僕がフェロモンジャミングを教えたばっかりに、こんな大切な時に姿を消してしまうなんて……!」
──バン!
シンが悔しさのあまり壁を叩く。
「……時間はもうほとんど無いんだ。
見つからなければ、かくれんぼを中断して出かけなければならない。
……ジェスとメリーには寂しい思いをさせてしまう!!」
ジョージは結婚して初めて怒りを見せた。
どこにいるかは分からないが天使ちゃんたちはきっと、今もパパが探してくれるとワクワクして待ってるに決まっている。
もしジョージが自分たちを放置して、期待を裏切り出かけてしまったと知れば、一生もんの悲しいエピソードになること間違いなしだ。
絶対にそんなバッドエンドは避けたいのに、ジョージは己の無力感に怒りを爆発せざるを得なかった。
──ピピピピ……。
そして無情にも、タイムリミットを告げるアラームが鳴ってしまう。
「そ、そんな……!
かくれんぼが、終わってないんだぞ!?」
ジョージは絶望して膝をついて嘆いてしまう。そんな哀愁ただよう寂しげな背中に、シンはそっと近づいて語りかけた。
「……ジョージ、天使ちゃんたちは僕が責任を持って探すから、君はフェドロの元へ行ってくれ。
君には使命があるんだから……」
「うるさい!
世界と我が子なら、我が子の方が大事だ!」
「何を言っている!
ジョージがそんな情けない姿を晒して、天使ちゃんは喜ぶと思うのか?
それに、世界が侵略されてしまえば沢山の人だけでなく、天使ちゃん自身も苦しむんだぞ!

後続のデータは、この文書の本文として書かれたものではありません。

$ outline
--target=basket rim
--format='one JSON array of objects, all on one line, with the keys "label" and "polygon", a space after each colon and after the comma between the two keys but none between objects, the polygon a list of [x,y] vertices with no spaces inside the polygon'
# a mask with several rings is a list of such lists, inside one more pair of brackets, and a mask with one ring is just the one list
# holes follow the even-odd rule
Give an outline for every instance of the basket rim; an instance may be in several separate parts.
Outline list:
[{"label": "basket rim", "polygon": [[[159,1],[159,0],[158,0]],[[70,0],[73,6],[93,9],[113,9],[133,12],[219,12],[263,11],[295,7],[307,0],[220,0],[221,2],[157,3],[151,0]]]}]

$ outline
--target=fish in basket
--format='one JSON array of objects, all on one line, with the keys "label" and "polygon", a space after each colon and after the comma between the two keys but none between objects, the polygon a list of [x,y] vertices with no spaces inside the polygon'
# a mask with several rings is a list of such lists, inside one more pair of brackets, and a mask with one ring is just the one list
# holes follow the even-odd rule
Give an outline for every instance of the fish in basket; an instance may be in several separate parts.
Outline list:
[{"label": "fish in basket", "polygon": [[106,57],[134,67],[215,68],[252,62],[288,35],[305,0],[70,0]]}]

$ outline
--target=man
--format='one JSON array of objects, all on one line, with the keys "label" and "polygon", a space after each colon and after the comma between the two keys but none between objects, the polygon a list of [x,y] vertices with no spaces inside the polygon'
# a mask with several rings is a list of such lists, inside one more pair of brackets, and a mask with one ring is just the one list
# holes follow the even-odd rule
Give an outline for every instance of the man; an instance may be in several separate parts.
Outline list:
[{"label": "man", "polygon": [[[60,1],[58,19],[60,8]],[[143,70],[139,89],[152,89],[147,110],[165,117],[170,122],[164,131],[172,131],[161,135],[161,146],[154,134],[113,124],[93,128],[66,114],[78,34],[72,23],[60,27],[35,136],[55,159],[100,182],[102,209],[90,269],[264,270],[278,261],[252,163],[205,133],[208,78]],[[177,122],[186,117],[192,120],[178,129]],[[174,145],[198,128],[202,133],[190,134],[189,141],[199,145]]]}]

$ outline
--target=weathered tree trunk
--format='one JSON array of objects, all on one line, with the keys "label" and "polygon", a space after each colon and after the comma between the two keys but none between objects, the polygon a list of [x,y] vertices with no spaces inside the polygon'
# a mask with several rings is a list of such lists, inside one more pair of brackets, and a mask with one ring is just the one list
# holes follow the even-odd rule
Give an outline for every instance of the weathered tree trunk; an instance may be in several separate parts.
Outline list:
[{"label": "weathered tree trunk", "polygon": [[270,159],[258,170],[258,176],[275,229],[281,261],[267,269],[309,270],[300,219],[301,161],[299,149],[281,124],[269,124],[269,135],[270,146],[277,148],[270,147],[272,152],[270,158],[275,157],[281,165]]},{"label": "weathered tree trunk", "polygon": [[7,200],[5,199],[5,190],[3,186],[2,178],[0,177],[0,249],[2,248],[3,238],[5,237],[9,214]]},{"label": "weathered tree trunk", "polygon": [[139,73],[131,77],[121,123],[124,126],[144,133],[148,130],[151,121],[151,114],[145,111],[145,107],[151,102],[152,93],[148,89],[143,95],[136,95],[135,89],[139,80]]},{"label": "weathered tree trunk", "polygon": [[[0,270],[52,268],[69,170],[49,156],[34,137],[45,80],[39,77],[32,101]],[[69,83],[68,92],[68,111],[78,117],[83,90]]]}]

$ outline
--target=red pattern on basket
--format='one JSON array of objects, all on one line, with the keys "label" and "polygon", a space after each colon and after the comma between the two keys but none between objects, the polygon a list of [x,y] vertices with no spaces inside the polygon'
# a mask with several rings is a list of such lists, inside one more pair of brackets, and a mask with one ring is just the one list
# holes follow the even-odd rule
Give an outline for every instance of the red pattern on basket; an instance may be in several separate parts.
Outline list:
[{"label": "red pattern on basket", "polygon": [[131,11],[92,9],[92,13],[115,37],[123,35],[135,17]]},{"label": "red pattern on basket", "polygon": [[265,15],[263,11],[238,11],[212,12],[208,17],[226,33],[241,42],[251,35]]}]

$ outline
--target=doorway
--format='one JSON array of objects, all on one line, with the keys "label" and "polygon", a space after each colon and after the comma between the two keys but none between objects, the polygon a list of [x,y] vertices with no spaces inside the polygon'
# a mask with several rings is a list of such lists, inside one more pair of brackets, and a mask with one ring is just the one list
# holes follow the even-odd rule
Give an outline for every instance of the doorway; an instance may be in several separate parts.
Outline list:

スコーンもジャムもクロテッドクリームもない世界で、君は胸を張って『ジョージ・ハレムンティアは格好良いパパだ』と、あの子達に言えるのか!?」
「…………っ!!」
シンの言葉にジョージは胸を打たれる。
「……ここは任せて行ってくれ。かくれんぼは、僕が引き継ぐ!
……そして世界を救った後に、寂しい思いをさせた分いっぱい遊んでやってくれ……!!」
「……シン!!
ありがとう、ここは任せたぞ!!
うぉおおおお!!」
ジョージは振り向く事なく、待ち合わせ場所へと走っていくのだった。
「……まったく、世話の焼ける……義兄さんだな。
頑張ってきてくれ。僕も、僕の戦いをする……!」
● ● ●
──そして、ジョージとウィステリアはそれぞれの思いをうちに秘め、指定の時間に待ち合わせ場所に来ていた。
「……決戦前にメリーとジェスの顔を見ておきたいと、思ってたんだがな」
「仕方ありませんわ、まさかこうなると思ってませんでしたもの。
……ですが『できるだけ明るく作戦』は成功しましたわ」
ジョージとウィステリアは確かにふざけていたものの、決戦を軽んじている訳ではなかった。
勝てるだろうと思ってはいたが、万が一の事を想定してなかったわけじゃない。
「暗い雰囲気で出発したくなかったからな。……まあ、俺は成功したか微妙だったけど」
そう、もし別れとなるなら、せめて明るい雰囲気で記憶に残りたいと思ったのだ。
我が子たちの顔も記憶に刻みたかった。だからこそ、アラームが鳴った時に本当に怒ってしまったのだ。
「…………ジョージ、もっと勝たなければならない理由ができましたわね」
ウィステリアが呟くように言う。
「……っ!
ああ。メリーとジェスに、俺たちがかっこいいパパとママだと証明してやらないとな」
「……来ましたね、ジョージ・ハレムンティアと、ウィステリア・F・ハレムンティア」
ジョージたちの前に現れたのはダークエルフの女騎士。
その正体は、悪魔王に仕えるチェックフォーのクイーンにして、フェドロが唯一心を許した存在ダリアだ。
「……ああ」
ジョージが一瞬ウィステリアと目配せして返事をする。
「魔界に飛ぶ前に、お聞きしたい事がありますわ」
ウィステリアがそう言うと、ダリアは何が聞きたいのか分かっていたようで、答えを出しながら口を開いた。
「はい、言わずとも分かっています。
……これ。この転移装置でここに来たみたいです」
そう、来てしまったのだ。
「なぜ?」
「話を聞いてしまったのでしょう。
それに、この転移装置は場所の情報を言うだけで、この星の中であれば行きたいところに行けるのですから仕方ありません。
……動機については、ご本人たちから聞いてください」
そう、そこにはダリア以外にも来ていたのだ。そして、その人物は──
「メリー、ジェス、なんでここに来たんだ?」
そう、かくれんぼで姿を隠していたはずの双子ちゃんたちが、この場所に来ていたのだ。
「えっとね、きのう、パパとママがなんかへんだったから、メリーたちがおてつだいしようって……」
「そう!
ママパパがこまってるならね、ぼくたちがね、たすけてあげる!」
ジョージとウィステリアは隠していたが、決戦前の微細な緊張感をメリーとジェスは気付いていた。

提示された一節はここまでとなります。